By graduation I yearned for black earth instead of blue sky. I spent my last terms half-heartedly drafting a proposal for an agricultural studies program and scheming ways to draw attention to the presence of agriculture on campus and in the community.
Still, it was apparent that Dartmouth understood the value of studying agriculture. I was fortunate as a postgrad to receive a Reynolds Fellowship, which allowed me to spend a year in Kenya working with organic farmers on marketing produce. Clearly, the review board agreed that doing this sort of work had the capacity for positive change—or, at least, transformative personal experience.
My return from Kenya led me back to Dartmouth and a short stint working in the geography department. I spent the next three years managing a small organic farm in rural Oregon, where our apprenticeship program was always full of young people with liberal arts degrees.
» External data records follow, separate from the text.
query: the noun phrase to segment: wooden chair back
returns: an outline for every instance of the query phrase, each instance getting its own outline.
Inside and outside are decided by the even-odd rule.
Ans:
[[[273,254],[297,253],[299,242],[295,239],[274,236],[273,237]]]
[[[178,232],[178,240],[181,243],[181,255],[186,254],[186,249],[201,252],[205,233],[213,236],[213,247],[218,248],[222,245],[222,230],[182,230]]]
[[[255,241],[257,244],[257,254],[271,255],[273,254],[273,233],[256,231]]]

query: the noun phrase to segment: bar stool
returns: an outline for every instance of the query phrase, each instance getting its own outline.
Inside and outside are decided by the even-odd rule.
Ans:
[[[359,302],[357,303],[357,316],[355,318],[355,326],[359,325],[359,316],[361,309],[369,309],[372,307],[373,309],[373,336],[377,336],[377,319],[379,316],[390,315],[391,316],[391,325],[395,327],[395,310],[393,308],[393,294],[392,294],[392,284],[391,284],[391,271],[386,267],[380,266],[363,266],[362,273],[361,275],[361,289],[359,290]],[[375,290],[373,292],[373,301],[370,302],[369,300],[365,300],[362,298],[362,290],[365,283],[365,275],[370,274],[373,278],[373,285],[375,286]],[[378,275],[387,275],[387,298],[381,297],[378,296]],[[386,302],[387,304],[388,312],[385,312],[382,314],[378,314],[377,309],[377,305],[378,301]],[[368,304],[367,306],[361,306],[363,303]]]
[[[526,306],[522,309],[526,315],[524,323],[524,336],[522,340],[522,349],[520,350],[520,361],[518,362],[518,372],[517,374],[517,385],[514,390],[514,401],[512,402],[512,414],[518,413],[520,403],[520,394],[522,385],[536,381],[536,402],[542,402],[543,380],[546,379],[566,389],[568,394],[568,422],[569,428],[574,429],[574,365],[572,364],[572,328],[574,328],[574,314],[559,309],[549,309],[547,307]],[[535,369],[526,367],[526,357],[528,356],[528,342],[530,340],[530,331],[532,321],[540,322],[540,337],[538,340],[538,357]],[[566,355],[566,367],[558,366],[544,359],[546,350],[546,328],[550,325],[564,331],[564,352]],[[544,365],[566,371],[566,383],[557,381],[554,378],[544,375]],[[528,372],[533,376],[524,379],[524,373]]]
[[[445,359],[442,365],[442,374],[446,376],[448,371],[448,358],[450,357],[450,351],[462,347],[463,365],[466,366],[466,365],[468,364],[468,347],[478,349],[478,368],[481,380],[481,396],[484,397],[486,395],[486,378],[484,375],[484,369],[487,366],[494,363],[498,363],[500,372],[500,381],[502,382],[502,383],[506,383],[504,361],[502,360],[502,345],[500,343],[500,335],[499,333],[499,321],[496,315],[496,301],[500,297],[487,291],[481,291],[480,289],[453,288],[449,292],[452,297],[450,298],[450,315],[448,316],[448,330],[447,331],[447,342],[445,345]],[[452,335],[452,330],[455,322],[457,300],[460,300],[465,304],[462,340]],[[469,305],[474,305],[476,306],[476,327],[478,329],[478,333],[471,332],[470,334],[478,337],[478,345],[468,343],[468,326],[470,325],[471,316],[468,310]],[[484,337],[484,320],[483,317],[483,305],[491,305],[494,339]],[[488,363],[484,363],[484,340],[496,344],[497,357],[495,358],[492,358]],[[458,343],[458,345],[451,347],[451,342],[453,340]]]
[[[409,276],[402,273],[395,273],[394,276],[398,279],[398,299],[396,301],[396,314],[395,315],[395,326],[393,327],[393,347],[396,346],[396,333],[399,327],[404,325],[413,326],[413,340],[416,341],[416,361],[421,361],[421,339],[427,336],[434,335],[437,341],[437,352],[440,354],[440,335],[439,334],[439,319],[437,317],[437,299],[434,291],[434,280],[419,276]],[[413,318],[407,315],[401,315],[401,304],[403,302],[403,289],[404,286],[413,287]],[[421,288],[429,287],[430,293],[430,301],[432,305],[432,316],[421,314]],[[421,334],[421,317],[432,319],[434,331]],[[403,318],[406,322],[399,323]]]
In Eugene I encountered Devon Bonady ’00 working in agriculture and heard of other farm alumni continuing work in this field.
Today alumni who involved themselves with the organic farm—and likely some who didn’t—are engaged in careers that encompass all aspects of agriculture and food production. They are entrepreneurs and organizers and advocates. They are the subjects of newspaper articles and studies and are included in Dartmouth’s course curricula. What was once perceived as a club or a hobby can no longer be exclusively viewed that way. With growing interest in agricultural change and the origins of our food, there are entire job boards dedicated to careers in farming, food and agricultural politics—both domestically and abroad. It has become commonplace for liberal arts colleges to have fully funded interdisciplinary programs in subjects such as sustainable agriculture, agricultural studies and sustainable community development.
Last May a Hanover zoning ordinance that had limited the use of the farm for teaching and research was lifted. Since then planning has begun around making the farm a larger piece of Dartmouth’s academics and research. I certainly hope that, in the wake of this change, the College begins to build on the potential of this valuable resource. The school already has professors whose research is relevant to an agricultural program. An inspiring farmer and teacher—Scott Stokoe—manages the farm. Students continue to be passionately engaged with farming there. Alumni have demonstrated the real-world applications and career opportunities for those who pursue agricultural studies.
In many ways Dartmouth’s greatest assets are the flexibility it allows its students to pursue subjects that interest them and the way it encourages alternative career paths. However, the College’s definition of “alternative” tends to be outdated. I challenge the administration to look at its existing resources and at the trends among its peers—Yale’s concentration in sustainable agriculture and its sustainable food project and the Hampshire College Food, Farm, and Sustainability Institute, for example—to build forward-thinking academic programs that reflect the values of its students and the surrounding community. There is real social change happening around agriculture, and a parking lot in Vancouver is proof of that.
Lissa Goldstein is an urban famer affiliated with Sole Food street farms in Vancouver.